Ada yang cukup dengan liburan dua minggu sendirian ke Lombok, relaks, lalu bisa kembali seperti semula. Ada yang bisa dengan ikut retreat, bergabung dengan kegiatan religius dan meminta kekuatan lebih dari Tuhan YME. Ada juga yang bisa sampai berbulan-bulan baru bisa sembuh dengan terapi psikolog. Ada yang terpaksa sampai bercerai atau berhenti dari pekerjaannya.

Tapi ada juga yang menanganinya dengan cara yang salah, seperti menumpulkan perasaan dengan alkohol atau malah menggunakan obat-obatan yang memacu semangat. Tentu saja cara seperti tidak disarankan.

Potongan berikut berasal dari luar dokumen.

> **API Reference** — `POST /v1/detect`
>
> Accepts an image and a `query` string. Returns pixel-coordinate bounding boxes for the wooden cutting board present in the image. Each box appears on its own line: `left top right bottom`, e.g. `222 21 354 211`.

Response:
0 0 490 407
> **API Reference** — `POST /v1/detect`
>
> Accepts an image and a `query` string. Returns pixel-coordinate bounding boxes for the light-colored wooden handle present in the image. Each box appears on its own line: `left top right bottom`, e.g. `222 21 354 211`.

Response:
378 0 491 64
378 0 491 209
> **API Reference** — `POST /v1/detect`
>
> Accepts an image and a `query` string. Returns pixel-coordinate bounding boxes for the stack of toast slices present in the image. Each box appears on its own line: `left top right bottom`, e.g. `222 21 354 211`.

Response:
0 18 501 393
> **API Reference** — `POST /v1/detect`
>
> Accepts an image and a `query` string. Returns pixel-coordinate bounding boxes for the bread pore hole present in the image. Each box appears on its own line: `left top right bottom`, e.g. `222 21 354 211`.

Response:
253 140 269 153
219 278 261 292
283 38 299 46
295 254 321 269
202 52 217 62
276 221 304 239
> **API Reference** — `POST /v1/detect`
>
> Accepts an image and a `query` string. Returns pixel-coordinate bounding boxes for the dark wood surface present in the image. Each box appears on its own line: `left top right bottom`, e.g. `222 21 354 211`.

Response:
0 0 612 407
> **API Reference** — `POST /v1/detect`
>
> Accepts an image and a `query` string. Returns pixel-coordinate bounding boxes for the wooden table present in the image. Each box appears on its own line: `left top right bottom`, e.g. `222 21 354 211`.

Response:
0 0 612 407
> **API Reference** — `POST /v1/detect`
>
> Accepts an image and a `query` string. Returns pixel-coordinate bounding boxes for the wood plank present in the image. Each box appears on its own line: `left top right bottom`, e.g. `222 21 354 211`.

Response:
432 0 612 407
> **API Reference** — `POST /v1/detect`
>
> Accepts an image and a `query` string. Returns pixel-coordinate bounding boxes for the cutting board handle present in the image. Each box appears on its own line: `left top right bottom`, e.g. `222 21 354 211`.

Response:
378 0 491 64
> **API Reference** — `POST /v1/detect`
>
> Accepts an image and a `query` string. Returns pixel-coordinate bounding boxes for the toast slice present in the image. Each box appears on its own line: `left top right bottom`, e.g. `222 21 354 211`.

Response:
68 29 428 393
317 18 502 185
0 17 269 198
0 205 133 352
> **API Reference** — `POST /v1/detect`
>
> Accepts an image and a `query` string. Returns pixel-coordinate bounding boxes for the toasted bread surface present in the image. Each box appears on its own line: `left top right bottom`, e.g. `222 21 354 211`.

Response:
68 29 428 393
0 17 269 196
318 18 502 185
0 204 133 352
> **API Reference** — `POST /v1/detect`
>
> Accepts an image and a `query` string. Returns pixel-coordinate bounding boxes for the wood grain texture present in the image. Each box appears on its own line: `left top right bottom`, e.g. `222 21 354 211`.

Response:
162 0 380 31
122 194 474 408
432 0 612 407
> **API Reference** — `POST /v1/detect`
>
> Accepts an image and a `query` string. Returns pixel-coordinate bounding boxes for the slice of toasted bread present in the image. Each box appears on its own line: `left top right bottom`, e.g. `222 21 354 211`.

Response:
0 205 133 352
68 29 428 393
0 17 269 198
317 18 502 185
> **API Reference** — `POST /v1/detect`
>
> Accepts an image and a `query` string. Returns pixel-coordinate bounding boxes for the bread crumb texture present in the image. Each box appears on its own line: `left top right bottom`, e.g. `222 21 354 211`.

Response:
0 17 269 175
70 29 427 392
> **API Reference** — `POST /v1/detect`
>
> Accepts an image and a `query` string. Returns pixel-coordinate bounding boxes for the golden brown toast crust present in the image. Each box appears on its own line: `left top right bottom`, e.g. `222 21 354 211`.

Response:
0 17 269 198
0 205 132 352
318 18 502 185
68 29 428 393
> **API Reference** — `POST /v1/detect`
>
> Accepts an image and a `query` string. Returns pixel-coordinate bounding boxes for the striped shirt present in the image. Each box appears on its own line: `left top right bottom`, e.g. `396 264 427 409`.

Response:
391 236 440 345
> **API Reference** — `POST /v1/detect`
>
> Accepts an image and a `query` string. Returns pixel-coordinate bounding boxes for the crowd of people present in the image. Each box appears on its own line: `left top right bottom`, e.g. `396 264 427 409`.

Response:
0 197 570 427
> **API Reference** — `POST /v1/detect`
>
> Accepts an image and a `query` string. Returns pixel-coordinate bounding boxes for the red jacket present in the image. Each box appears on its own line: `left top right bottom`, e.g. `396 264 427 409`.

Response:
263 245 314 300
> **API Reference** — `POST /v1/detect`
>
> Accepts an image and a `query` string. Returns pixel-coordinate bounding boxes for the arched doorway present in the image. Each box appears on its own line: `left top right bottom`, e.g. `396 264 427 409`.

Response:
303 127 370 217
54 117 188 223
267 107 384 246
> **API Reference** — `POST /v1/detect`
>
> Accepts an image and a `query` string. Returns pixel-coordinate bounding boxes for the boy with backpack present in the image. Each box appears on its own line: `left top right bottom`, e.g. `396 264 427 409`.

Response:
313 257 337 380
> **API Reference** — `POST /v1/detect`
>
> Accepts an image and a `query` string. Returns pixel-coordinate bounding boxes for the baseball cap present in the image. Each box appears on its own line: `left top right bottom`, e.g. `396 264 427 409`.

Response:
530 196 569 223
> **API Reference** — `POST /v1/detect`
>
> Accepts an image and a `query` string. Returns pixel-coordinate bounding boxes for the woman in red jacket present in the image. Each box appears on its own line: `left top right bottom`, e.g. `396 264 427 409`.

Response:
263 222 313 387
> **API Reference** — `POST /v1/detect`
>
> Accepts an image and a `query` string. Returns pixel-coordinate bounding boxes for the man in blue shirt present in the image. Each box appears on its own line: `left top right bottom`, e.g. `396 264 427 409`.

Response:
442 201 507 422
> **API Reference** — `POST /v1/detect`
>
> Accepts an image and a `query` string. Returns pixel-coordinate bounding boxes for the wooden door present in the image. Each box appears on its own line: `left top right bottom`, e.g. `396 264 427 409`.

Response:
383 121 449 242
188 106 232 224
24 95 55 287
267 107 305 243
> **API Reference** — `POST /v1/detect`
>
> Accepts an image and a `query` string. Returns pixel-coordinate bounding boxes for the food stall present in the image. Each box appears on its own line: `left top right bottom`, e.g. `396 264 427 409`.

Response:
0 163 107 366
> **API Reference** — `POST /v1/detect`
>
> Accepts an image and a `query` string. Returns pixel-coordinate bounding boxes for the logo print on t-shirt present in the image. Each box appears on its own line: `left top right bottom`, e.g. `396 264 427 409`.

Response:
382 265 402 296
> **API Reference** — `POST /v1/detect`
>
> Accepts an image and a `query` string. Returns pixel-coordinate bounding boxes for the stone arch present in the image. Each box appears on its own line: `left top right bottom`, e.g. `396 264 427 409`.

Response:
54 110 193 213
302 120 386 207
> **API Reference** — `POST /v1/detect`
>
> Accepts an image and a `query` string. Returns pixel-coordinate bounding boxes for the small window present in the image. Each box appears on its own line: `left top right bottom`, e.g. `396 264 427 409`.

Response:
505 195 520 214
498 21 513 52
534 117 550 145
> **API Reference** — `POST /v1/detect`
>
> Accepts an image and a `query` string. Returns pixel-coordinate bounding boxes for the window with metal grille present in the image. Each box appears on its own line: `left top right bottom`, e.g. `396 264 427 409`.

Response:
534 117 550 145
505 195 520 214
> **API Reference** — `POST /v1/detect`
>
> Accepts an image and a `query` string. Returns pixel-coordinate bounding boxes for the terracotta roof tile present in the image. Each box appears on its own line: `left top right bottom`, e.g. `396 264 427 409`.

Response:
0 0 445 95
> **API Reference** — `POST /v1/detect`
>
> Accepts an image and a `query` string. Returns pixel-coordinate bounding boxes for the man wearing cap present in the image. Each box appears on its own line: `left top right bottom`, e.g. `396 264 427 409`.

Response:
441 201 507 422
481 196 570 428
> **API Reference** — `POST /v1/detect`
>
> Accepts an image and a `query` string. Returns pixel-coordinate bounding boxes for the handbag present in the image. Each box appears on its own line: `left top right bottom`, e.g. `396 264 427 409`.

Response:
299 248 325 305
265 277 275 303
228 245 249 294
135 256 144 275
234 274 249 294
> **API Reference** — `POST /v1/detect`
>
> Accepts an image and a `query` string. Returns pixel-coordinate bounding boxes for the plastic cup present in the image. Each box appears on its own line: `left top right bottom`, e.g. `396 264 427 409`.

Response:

Beberapa hal sederhana yang mungkin bisa dilakukan oleh para Ibu :

Minta tolong, berbagi tugas dengan suami, teman kantor, menambah asisten rumah tangga. Suami bisa diajak berdiskusi dan dijelaskan bahwa secara mental, Anda sudah tidak sanggup lagi menanggung semua beban ini.

Cari tahu apa yang bisa membuat anda bersemangat lagi. Tidak semua orang merasa segar dengan pergi berlibur dan keluyuran ketempat wisata. Ada yang senang mengurung diri dikamar tanpa terganggu siapapun selama berhari-hari. Ada yang senang datang ke pengajian atau ke persekutuan yang menyegarkan rohani. Ada yang senang jika menghadiri pesta beramai-ramai. Ada yang merasa semangat saat mempelajari hal yang baru. Jadi temukan kunci refreshing anda. Dan lakukan secara berkala.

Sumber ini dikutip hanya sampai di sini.